Two problems with Japanese LLMs
Many people confuse the two issues about Japanese LLM, so I made a picture. https://gyazo.com/17f5a1e496eeeaac5100fbfc34b21785
There are people who talk about the "Japanese LLMs don't mean anything" kind of thing from the 1 perspective.
2 Perspectives
It is important to have a large pipeline to the "AI that thinks across languages" that will grow more and more in the future.

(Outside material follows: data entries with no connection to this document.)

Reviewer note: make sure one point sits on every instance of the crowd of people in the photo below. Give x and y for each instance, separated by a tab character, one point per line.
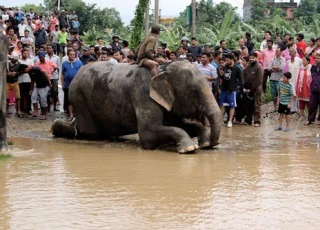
47	49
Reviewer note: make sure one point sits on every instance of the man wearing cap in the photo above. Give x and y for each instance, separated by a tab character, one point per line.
147	49
45	65
13	72
40	37
62	41
63	20
115	45
85	56
99	43
22	27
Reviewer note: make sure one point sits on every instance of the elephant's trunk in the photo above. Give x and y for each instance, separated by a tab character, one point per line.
212	111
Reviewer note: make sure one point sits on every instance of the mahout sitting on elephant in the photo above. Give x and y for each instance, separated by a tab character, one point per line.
116	100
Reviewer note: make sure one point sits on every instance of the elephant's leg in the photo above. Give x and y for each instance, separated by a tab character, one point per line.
153	135
195	128
85	125
3	140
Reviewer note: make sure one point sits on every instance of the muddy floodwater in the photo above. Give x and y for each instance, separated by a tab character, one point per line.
257	179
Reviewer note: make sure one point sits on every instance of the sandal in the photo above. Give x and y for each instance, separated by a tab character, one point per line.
43	118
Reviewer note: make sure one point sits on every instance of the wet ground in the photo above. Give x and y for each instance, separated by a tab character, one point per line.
256	179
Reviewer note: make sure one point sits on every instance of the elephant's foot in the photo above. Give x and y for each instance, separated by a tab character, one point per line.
62	128
187	147
204	142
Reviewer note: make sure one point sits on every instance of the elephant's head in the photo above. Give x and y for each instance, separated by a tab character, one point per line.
183	90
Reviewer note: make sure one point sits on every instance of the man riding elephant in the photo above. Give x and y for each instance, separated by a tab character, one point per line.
3	83
147	49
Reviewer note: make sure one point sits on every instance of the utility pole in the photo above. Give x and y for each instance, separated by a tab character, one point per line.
193	25
156	12
146	32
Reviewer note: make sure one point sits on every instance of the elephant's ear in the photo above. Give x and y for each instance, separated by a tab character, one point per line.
161	91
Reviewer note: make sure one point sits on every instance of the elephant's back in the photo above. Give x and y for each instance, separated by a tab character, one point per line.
106	91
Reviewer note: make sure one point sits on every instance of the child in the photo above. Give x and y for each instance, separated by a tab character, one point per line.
40	91
285	99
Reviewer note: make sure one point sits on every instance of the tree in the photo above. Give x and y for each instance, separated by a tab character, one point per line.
207	14
258	10
90	16
138	23
307	10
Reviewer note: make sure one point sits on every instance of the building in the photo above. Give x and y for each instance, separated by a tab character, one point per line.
287	7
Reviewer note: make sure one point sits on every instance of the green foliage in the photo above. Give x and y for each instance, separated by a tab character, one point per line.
37	8
258	10
138	23
91	16
213	16
307	10
277	12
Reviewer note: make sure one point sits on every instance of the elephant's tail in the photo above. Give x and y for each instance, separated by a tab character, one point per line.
65	129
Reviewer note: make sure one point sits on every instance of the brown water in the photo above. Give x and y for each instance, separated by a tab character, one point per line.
257	179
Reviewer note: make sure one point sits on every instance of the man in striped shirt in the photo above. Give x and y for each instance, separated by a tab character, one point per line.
209	72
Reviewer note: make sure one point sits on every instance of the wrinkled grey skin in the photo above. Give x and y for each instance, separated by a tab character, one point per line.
115	100
3	83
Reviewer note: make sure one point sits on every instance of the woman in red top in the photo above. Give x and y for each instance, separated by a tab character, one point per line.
53	22
303	84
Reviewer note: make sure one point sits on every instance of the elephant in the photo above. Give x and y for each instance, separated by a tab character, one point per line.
115	100
3	83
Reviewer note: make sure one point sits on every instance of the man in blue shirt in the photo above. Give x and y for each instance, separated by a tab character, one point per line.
69	70
209	72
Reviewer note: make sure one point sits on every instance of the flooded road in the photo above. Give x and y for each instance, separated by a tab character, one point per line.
257	179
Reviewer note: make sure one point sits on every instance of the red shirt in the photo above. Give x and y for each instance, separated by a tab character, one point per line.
301	48
47	67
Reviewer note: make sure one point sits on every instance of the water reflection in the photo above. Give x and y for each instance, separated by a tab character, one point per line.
248	183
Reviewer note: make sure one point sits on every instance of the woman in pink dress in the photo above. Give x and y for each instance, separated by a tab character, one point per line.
53	22
303	84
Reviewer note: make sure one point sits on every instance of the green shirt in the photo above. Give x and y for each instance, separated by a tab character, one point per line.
62	37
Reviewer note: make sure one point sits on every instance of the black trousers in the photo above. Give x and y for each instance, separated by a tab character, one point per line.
66	102
266	75
314	107
240	110
25	102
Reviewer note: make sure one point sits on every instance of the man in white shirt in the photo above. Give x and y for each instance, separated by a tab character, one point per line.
54	76
25	83
22	27
294	63
105	56
263	44
27	40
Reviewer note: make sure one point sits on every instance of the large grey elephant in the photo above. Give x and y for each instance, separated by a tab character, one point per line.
115	100
3	83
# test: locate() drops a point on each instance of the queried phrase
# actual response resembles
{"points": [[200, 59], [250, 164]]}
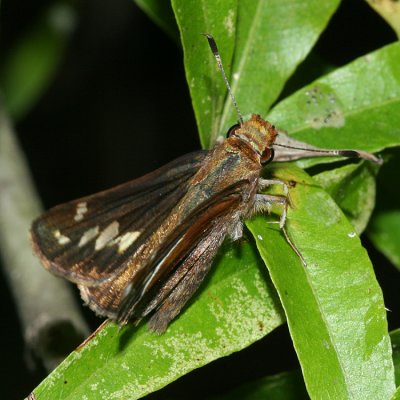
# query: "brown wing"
{"points": [[89, 240], [170, 278]]}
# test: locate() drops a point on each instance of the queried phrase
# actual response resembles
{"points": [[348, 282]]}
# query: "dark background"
{"points": [[119, 107]]}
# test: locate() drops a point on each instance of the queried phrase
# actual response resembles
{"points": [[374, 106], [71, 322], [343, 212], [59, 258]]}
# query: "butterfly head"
{"points": [[257, 133]]}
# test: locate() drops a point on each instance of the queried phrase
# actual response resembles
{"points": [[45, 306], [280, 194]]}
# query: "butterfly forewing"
{"points": [[89, 240]]}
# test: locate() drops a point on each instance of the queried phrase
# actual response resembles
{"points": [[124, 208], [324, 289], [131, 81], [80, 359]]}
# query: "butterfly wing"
{"points": [[166, 281], [89, 240]]}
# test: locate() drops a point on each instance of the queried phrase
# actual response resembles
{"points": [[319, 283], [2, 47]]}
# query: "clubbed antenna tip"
{"points": [[214, 49]]}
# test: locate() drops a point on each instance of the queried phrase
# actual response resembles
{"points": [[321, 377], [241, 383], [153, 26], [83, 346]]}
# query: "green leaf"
{"points": [[357, 106], [207, 88], [334, 305], [264, 58], [353, 188], [395, 339], [28, 69], [384, 228], [237, 307], [273, 38], [389, 10], [160, 11], [284, 386]]}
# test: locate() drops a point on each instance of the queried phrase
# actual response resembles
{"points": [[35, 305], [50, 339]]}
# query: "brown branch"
{"points": [[51, 321]]}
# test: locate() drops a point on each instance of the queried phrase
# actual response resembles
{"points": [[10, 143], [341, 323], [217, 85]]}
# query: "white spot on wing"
{"points": [[126, 240], [81, 210], [109, 233], [88, 236], [61, 238]]}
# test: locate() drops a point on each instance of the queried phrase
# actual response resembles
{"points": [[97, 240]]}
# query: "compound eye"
{"points": [[232, 130], [267, 156]]}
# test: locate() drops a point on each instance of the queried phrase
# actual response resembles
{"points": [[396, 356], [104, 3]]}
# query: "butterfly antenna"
{"points": [[214, 49]]}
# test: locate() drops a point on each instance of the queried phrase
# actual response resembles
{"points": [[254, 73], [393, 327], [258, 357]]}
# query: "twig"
{"points": [[52, 323]]}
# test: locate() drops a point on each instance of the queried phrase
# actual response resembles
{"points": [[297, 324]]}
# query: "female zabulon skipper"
{"points": [[144, 247]]}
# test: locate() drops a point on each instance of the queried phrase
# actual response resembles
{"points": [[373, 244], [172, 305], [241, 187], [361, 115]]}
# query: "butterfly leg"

"AI that thinks across languages" is like a newly discovered oil field, and value is gushing forth.
Users of languages with narrower pipes do not enjoy much of the value that comes out of this.
If there is a head start, then the "difference by size" in 1 shrinks.
Currently, performance is better when communicating with GPT4 in English than in Japanese.
Talking about how "another smaller model" is futile, but we need a "tokenizer + alpha layer suitable for Japanese".
One solution is like this.
https://gyazo.com/4c9f57fda2d440f0c32a4d71c1b948d1
Whether this is beneficial remains to be seen.
A "better to try than to do nothing" mentality.
PS
What if it's not a headache?
nishio If we assume that "the larger the scale of the training data, the higher the value", then the total amount of sentences written in Japanese is not comparable to the total amount of sentences written in English, and the difference in terms of the number of speakers will not decrease. If we assume that "the larger the scale of learning data, the higher the value", then the total volume of sentences written in Japanese is not equal to the total volume of sentences written in English, and the difference in terms of the number of speakers will not decrease. Just as in the Meiji Era, "If we don't make English the official language, we're in trouble, aren't we?" as it was in the Meiji Era
---
This page is auto-translated from /nishio/日本語LLMに関する2つの問題 using DeepL. If you looks something interesting but the auto-translated English is not good enough to understand it, feel free to let me know at @nishio_en. I'm very happy to spread my thought to non-Japanese readers.